ГП-1 так и не появился, я очень надеялась, что он придет, но он не пришел и даже не позвонил.
Потом были шумные дурацкие поминки, где коллеги родителей произносили глупые спичи, глотали водку стаканами, временами забывались и чокались. Мы с БГП-2 сидели на кухне, он тоже выпил стакан, не закусывая, и сказал:
— У меня умер отец.
Я вначале не поверила. Не может быть, чтобы вот так одновременно и у меня и у него, но, глядя на его опухшие глаза, я поняла, что он говорит правду.
— Сердце? — спросила я, чтобы что-то спросить.
Да уж, неизвестно кто из нас сейчас больше нуждался в поддержке.
— Пуля, — ответил он.
— Господи! — только и смогла выдавить я.
Потом я пошла на похороны его отца. Его тоже хоронили в заколоченном гробу, и вообще, было очень похоже на похороны моих родителей, только речи толкали люди в штатском. Мы снова стояли рядом, держась за руки. А когда я бросала в могилу свою горсть земли, то увидела на соседнем памятнике фотографию СДД — Старого Друга Деда. Того самого, который приезжал к нам тогда на Байкале в день смерти Деда.
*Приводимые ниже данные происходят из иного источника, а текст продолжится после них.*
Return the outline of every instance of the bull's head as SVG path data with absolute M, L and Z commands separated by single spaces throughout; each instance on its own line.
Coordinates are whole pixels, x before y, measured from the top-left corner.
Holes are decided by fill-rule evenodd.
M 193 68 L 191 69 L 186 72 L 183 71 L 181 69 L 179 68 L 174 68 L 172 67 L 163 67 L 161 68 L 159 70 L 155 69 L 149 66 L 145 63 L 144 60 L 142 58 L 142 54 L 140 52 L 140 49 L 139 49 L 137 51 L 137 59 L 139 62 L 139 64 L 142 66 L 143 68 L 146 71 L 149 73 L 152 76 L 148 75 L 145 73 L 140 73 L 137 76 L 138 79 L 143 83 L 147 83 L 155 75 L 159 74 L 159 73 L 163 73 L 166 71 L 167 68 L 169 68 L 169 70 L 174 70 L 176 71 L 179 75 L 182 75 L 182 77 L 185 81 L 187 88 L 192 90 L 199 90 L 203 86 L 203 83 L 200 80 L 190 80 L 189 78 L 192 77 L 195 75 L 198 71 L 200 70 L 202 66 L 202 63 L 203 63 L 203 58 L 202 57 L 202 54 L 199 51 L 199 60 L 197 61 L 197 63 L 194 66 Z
Это был его дед. Дед БГП-2.
И это действительно похоже на рок — его и мой дед погибли почти одновременно, наши родители погибли почти одновременно, неужели и нам с ним суждено умереть в один день?
А до того прожить рядом?
Вместе?
Он пришел ко мне снова в начале февраля. Минул всего месяц со смерти моих родителей и всего три недели со смерти его отца, но мы уже могли говорить о каких-то простых, нормальных вещах, не вспоминая поминутно свое горе.
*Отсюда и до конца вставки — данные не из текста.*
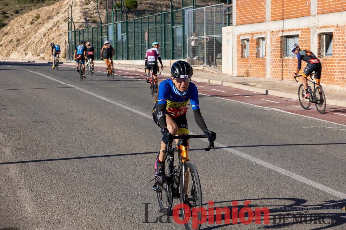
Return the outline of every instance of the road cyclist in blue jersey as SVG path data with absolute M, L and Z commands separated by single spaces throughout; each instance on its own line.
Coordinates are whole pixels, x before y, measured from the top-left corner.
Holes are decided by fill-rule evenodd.
M 79 62 L 82 64 L 82 67 L 83 68 L 83 78 L 85 78 L 85 67 L 84 65 L 85 57 L 86 57 L 86 47 L 85 46 L 85 41 L 83 40 L 79 43 L 79 45 L 76 47 L 74 50 L 74 58 L 76 60 L 76 64 L 77 65 L 77 72 L 79 72 Z
M 60 46 L 59 45 L 54 44 L 54 42 L 51 43 L 51 46 L 52 47 L 52 53 L 51 55 L 53 56 L 53 66 L 52 67 L 52 69 L 54 69 L 55 67 L 54 62 L 55 60 L 55 58 L 58 57 L 59 54 L 60 54 L 61 51 L 60 50 Z M 53 53 L 53 50 L 55 50 L 54 53 Z
M 209 141 L 215 140 L 215 133 L 208 129 L 201 113 L 198 91 L 196 85 L 191 82 L 193 73 L 192 68 L 189 63 L 178 61 L 171 68 L 171 78 L 161 82 L 159 87 L 158 95 L 153 109 L 154 121 L 161 128 L 162 133 L 159 156 L 155 161 L 155 176 L 158 183 L 162 183 L 165 179 L 163 162 L 165 154 L 162 151 L 171 135 L 189 134 L 186 105 L 189 100 L 198 127 Z M 176 140 L 177 142 L 177 140 Z M 189 140 L 188 143 L 189 144 Z M 180 158 L 181 150 L 178 154 Z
— А может, нам попробовать снова? — вдруг спросил БГП-2. — Я имею в виду нас с тобой.
Я смотрела на него, когда-то пообещавшего больше никогда о своей любви мне не напоминать, и думала: неужели это на самом деле судьба? Конечно, история с березкой на Байкале давно забылась, и вообще, с высоты прожитых лет могла выглядеть только как доказательство того, что он настолько сильно меня любит, что не остановится ни перед чем. Вот он сидит сейчас и смиренно ждет, что я отвечу, такой серьезный, уверенный в себе, такой надежный. Он будет носить меня на руках, будет предупреждать каждое мое желание, каждую прихоть, стоит мне только согласиться.
Но я молчу.
Если это действительно судьба, зачем торопиться.
— Ты все еще его любишь? — спросил он, конечно имея в виду ГП-1.
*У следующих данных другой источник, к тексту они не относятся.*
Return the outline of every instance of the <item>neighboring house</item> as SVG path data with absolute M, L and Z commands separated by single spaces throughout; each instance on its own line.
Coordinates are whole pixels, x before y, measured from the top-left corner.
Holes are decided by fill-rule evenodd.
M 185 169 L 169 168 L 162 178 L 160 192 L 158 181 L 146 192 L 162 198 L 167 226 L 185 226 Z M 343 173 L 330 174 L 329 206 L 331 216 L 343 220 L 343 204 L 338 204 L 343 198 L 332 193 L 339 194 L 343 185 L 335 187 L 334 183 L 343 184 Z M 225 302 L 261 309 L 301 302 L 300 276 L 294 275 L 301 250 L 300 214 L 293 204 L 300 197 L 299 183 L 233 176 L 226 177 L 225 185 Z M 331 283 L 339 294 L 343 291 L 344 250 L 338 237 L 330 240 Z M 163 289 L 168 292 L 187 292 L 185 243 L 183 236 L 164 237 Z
Я не ответила, хотя, наверное, люблю.
— А он?
Хотелось бы мне сказать: конечно, но я опять ничего не сказала, потому что не знаю.
— Хорошо, давай подождем, — сказал он, — но обещай, что подумаешь.
— Обещаю, — пообещала я.
В конце марта следователь вызвал меня снова и с гордостью сообщил, что банда арестована, и, несмотря на то что пока они не признаются в ограблении именно моей квартиры, скоро они обязательно признаются под грузом улик. Никуда, дескать, не денутся. Потом он показывал мне фотографии каких-то вещей, чемоданов, украшений, которые бандиты почему-то не успели распродать, и спрашивал, не узнаю ли я наши вещи. Наших вещей там не было…»
2
На этом месте в кабинет, постучавшись, вошел Меркулов, оглядел валяющиеся на полу ящики стола, вывалившиеся из них бумаги и самозабвенно читающего Турецкого, ничего не сказал, только покачал головой и ретировался.